IMiDsは、試験した全ての供与源:骨髄、臍帯血及び末梢血(安定状態又はG-CSF起動した状態)由来のHSCにおいて同様の活性を示した。また、IMiDsは、凍結した臍帯血単位から単離されたCD34+細胞を効率的に増殖させることができることが示された。

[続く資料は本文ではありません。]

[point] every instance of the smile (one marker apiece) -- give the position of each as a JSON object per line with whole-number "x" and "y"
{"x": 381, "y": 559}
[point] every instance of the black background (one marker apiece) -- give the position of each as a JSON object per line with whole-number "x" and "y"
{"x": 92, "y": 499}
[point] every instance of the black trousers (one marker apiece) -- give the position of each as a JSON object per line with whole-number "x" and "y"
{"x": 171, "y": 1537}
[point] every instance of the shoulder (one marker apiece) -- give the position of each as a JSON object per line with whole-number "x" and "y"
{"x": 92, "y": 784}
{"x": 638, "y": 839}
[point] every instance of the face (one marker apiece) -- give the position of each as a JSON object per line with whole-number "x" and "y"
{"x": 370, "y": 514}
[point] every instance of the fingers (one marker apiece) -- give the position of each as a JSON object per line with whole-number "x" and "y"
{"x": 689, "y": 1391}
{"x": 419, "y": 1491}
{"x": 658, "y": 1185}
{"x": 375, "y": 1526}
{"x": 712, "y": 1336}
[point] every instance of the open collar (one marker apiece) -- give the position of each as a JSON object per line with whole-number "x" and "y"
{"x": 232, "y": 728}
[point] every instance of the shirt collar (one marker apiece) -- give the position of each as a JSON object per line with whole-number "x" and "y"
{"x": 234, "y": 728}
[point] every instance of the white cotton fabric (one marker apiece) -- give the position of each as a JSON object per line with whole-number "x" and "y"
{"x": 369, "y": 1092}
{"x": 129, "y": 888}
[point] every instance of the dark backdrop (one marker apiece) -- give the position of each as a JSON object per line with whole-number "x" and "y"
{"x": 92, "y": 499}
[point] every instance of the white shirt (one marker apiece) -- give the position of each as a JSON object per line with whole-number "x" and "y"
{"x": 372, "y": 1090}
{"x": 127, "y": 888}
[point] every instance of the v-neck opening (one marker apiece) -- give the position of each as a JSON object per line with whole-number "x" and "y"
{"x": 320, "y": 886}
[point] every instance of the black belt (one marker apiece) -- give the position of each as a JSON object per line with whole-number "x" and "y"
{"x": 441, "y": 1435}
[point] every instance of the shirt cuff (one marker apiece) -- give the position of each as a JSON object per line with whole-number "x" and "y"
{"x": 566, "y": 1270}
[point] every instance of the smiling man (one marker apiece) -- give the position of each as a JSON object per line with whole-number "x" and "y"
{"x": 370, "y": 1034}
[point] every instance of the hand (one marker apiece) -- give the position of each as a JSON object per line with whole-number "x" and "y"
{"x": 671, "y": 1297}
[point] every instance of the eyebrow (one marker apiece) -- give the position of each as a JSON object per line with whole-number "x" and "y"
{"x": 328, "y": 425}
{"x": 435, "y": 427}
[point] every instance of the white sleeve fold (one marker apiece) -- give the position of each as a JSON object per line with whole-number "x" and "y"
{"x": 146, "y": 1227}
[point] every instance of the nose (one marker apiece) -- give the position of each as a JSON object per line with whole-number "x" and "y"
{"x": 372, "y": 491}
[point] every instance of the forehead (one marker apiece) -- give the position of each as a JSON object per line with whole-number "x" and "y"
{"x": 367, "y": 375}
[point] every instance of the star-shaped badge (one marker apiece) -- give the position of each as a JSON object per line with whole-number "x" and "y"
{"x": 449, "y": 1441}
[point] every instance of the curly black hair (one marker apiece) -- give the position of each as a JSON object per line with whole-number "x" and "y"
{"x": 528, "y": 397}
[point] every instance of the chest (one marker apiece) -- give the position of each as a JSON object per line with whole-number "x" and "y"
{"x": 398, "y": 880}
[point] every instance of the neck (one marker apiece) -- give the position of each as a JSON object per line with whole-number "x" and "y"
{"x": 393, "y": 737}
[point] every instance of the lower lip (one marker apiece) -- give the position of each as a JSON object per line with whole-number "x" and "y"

IMiDsで増殖させたCD34+細胞の全体的な遺伝子発現(アフィメトリクス)解析により、本発明のIMiDsが細胞分化、細胞接着及び細胞自己複製に関与するいくつかの遺伝子を調整することが明らかになった。また、本発明のIMiDsは、免疫応答及び抗原提示に関与する多くの遺伝子をアップレギュレートした。
【0108】
(6.5 T細胞分化に対する効果)
T細胞分化に対するIMiDsの効果を、種々の方法を使用して調査した。抗CD3刺激と組み合わせて、本発明のIMiDは、刺激後4時間にて、T-bet RNA転写の増強を介して、Th1転写因子であるT-betの発現を直接増加させることが証明された。また、Th2転写因子であるGATA-3の発現の同時的減少も観察された。IMiDによる2つの重要な転写因子の制御は、ヒトナイーブCD4 +T細胞のTh 1分化を支持する。IMiDによるT-betの増強は、抗CD3単独での処理と比較して、T-betのチロシンリン酸化の増加、IL-12Rβ2の発現の増加及びIFN-γ産生の増加を生じた。
【0109】
また、T-bet及びGATA-3に対するIMiDの同様の効果が、Th2分極条件下においてインビトロで分化したヒトTh2細胞でも観察された。再刺激したTh2細胞に対するIL-4及びIFN-γの細胞内サイトカイン染色では、IMiDが、プレート結合した抗CD 3抗体の存在下において、IL-4産生細胞の数を減少させ、かつIFN-γ産生細胞数を増加させたことを示した。分極したTh2細胞に対するIMiDの効果には、Th2細胞分化の反転及びIL-4陽性細胞におけるIFN-γ発現の強制を含み、これは外来性IL-12の添加によって非常に増強される。これらの結果は、本発明のIMiDsが、T-betを増強することによってTh1免疫応答を優先して誘導するだけでなく、GATA-3発現を減少させることによってTh2系統の傾倒も阻害することを示唆する。
【0110】
(6.6 T細胞活性化に対する効果)
Gab1、Gab2及びGab3を含むGabタンパク質は、RTKシグナル伝達に関与するリン酸化チロシンで調節される足場分子の増大しつつあるファミリーを含む。B細胞におけるGab 1のリン酸化は、PI3-キナーゼ活性及び細胞増殖と関連する。Gab1は、B細胞において発現される一方、Gab2のみがT細胞において発現される。Gab2は、TCR活性化においてZAP-70によってチロシンリン酸化されるが、これは、Shp-2依存的メカニズムを介してTCRシグナリングのネガティブ制御因子として機能する。T細胞におけるGab2の過剰発現は、IL-2産生の阻害を生じる(Yamasakiらの論文、J. Biol. Chem.(2001))。抗CD3/CD28刺激したJurkat T細胞におけるGab2リン酸化及び活性化に対するレナリドマイドの効果を調べた。レナリドマイドは、T細胞の共刺激及びIL-2産生の増強と相関した様式で、Gab2リン酸化を用量依存的に阻害した(約1μMにておよそ50%の阻害である)。従って、この結果は、レナリドマイドの作用メカニズムが、抗CD3/CD28刺激したT細胞におけるGab2のリン酸化の阻害と一致していることを示す。
【0111】
(6.7 γδT細胞に対する効果)
(6.7.1 材料及び方法)
IL-2及びIPP±IMiDsで刺激したPBMC標品の表現型のタイピング:毎週、PBMC標品を得て、IL-2及びIPP(それぞれ、150単位/ml及び10μM)で処理した。γδTCR及びNKG2Dの発現は、3週の期間にわたってFACSによって測定した。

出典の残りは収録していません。